By the time Soulja was done, every island was captured. The shinobi clans had lived on the island prior knew it was time for them to come together, and step up to the one who had stolen each of their styles. However, upon confronting him, they realized, with each attack, that everything he was doing was something they were doing. In turn, they were denied the glory of victory, and killed where they stood. Only a few members survived, but those who did survive went into hiding and were never heard from again. With all opposition thwarted, he began profiting off his wealth of knowledge.
This was until another man stepped up. He was not as popular as Soulja in Mizu no Kuni, but was equally, if not more, known than him in Tetsu no Kuni, and went by many name Lil B, the “Based God”. Bringing his own unique art with him, known as “Cooking Style”, Lil B expanded it to where even the shinobi were capable of learning it, and taught them all. Each were given the title of “Cooking-nin”, and broken into 3 categories based on their cooking skills. Those capable of cooking 1 and 2 star meals were known as “Novice Chef”, and those capable of cooking 3 and 4 star meals were known as “Pro Chef”, but only those capable of cooking 5 star meals were acknowledge as “Master Chef”.
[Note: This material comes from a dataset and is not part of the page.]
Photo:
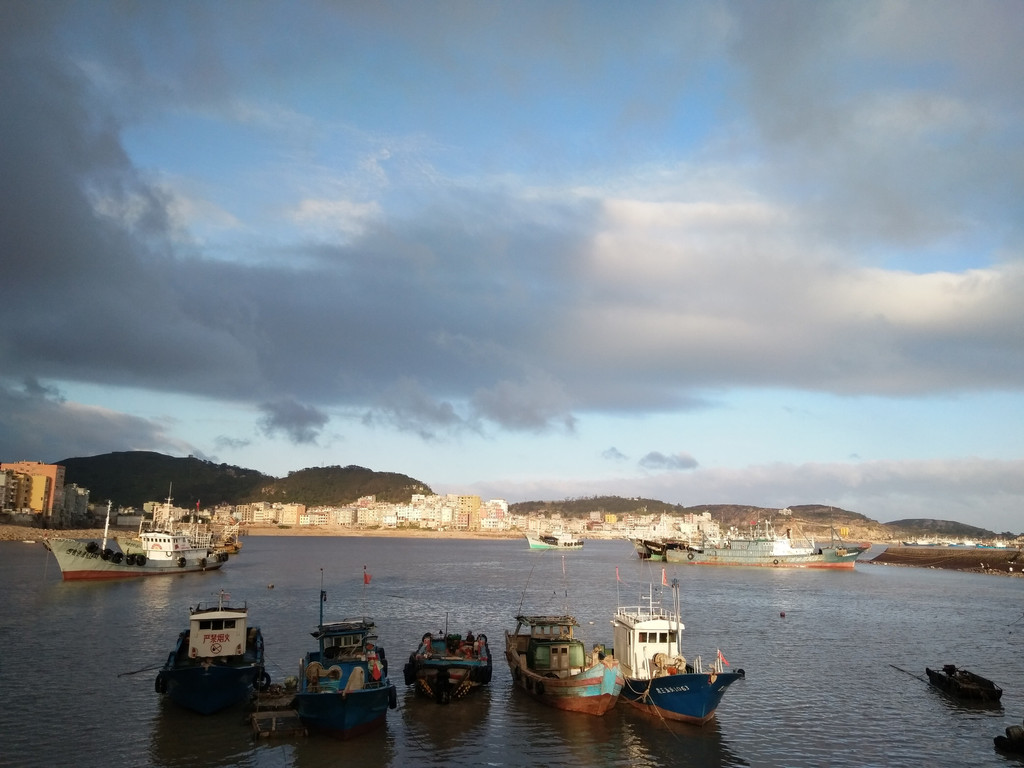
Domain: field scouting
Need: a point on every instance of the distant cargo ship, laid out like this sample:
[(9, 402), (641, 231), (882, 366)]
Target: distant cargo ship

Lil B, himself, was easily capable of dishing out 5 star meals, but needed the positive energy of the people to get himself going. Shouting “Swag” and “Woop” with Lil B as he consecutively dished out 5 star meals capable of overpowering the stomach of Soulja. Having iron lungs, he tried to resist, but the people started helping, each of them dishing out their own meals. Brought to his knees while observing, Soulja mastered 5 star cooking, and responded accordingly by hitting them with their own taste. Left with no options, combining their chakra with Lil B, they created the legendary 6 star meal.
The 6 star meal not only filled up Soulja, but it caused him to explode. After seeing their captain, Soulja, be killed, the samurai gave Lil B the position. Traveling back to his land, the moment he returned to Mizu no Kuni, he had already acquire 30 bitches from every famous household in Tetsu no Kuni, including the mom of the shogun, known as “Madame Pretty Bitch”. Proud that Lil B did what he did, she official made him the “Pretty Bitch” before dying of a deadly orgasm. Of course, this was only from looking at Lil B.
The “Master Chef” and “Pretty Bitch” was eventually worshipped as “Based God”, where he began to spread positivity, and banned fighting. Creating the “Based Bible”, those who broke the “10 Based Commandments” were exiled from his country, and those who followed it with all their heart were allowed to visit him in “Based World”. Sitting on his thrown, with his tiny shirt and tiny jeans, he began to cook, smiling so hard that his gold grills blinded the infinite amount of bitches spread across the floor. Each of them turned lesbian, but provided brain whenever he needed an idea.